On the fourth day I make the following observations: If I prepare to go to sleep, he also prepares to go to sleep in the next room; when I lie down in bed, I hear him lie down on the bed by my wall. I hear him stretch himself out parallel with me; he turns over the pages of a book, then puts out the lamp, breathes loud, turns himself on his side, and goes to sleep. He apparently occupies the rooms on both sides of me, and it is unpleasant to be beset on two sides at once.

The same man was shadowing Strindberg on both sides? Even weirder.

The noises here were disturbing not because they were deafening but because they were synchronised with Strindberg’s actions and movements.

Saturday, 23 March 2019

Strindberg’s string of misfortunes: Part II

The first article in the series inspired by Colin Wilson’s references in The Occult to an episode in August Strindberg’s autobiographical book Inferno tells how Strindberg brought major trouble on himself by deliberately using occult techniques in an attempt to influence his family remotely.

This article will give more details of some of the misfortunes.

First, something about the unforeseen side effects of the evil procedure that Strindberg performed.

Off-the-mark magic
It is very common for psychological black magic to backfire or miss the mark in some way. Hitting the wrong target is what happened in Strindberg’s case. 

Strindberg hoped to get a telegram from his wife asking him to come at once because his little girl was ill.

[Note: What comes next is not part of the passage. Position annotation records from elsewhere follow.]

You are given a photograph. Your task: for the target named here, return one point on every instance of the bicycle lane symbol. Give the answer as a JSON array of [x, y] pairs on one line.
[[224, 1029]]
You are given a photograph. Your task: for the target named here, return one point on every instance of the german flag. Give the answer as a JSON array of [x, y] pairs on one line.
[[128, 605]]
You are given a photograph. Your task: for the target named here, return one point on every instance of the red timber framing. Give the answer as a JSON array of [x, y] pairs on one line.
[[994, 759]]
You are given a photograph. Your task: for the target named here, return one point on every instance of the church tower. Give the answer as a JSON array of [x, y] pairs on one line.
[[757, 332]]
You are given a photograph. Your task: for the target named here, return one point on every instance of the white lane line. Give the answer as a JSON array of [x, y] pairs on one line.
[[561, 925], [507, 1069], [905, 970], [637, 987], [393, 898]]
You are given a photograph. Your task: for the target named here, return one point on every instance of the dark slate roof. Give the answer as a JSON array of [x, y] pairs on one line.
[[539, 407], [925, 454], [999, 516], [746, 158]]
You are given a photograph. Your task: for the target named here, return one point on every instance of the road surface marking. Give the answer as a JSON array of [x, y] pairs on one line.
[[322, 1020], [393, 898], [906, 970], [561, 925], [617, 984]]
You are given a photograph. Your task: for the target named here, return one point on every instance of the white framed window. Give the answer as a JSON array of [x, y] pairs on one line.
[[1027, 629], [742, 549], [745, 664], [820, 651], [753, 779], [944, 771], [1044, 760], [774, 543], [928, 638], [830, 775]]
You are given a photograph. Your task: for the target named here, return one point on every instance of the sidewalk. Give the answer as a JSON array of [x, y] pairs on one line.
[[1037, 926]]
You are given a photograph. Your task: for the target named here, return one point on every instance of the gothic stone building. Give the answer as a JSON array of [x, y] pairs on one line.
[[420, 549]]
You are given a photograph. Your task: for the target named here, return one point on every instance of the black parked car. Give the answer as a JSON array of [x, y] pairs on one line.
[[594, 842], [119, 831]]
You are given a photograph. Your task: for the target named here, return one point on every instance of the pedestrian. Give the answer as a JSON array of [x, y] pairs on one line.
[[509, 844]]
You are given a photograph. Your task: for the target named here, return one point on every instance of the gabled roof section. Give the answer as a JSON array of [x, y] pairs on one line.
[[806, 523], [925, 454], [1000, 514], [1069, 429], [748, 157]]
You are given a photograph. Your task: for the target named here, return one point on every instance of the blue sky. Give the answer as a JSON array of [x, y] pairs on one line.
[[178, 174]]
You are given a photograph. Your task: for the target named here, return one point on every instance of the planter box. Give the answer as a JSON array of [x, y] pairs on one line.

No telegram arrived; his devious plan to make his child fall ill to give him an opportunity to get back together with his family had failed.

However, his procedure had an unexpected side effect:

In the course of the spring ... I received a letter from the children of my first marriage, informing me that they had been very ill in hospital.”

Strindberg believed that the illness of his older children was no coincidence. He was convinced that he had caused it with his special powers:

At an earlier period, in the great crisis of my life, I had observed that I could exercise a telepathic influence on absent friends.”

When I compared the time of their illness with my mischievous attempt at magic, I was alarmed. I had frivolously played with hidden forces, and now my evil purpose, guided by an unseen Hand, had reached its goal, and struck my heart.”

All this reminds me of what Joyce Collin-Smith said about the Maharishi Yogi, although the Maharishi appeared to get away with everything and suffered no backlash, no misfiring  and no side effects.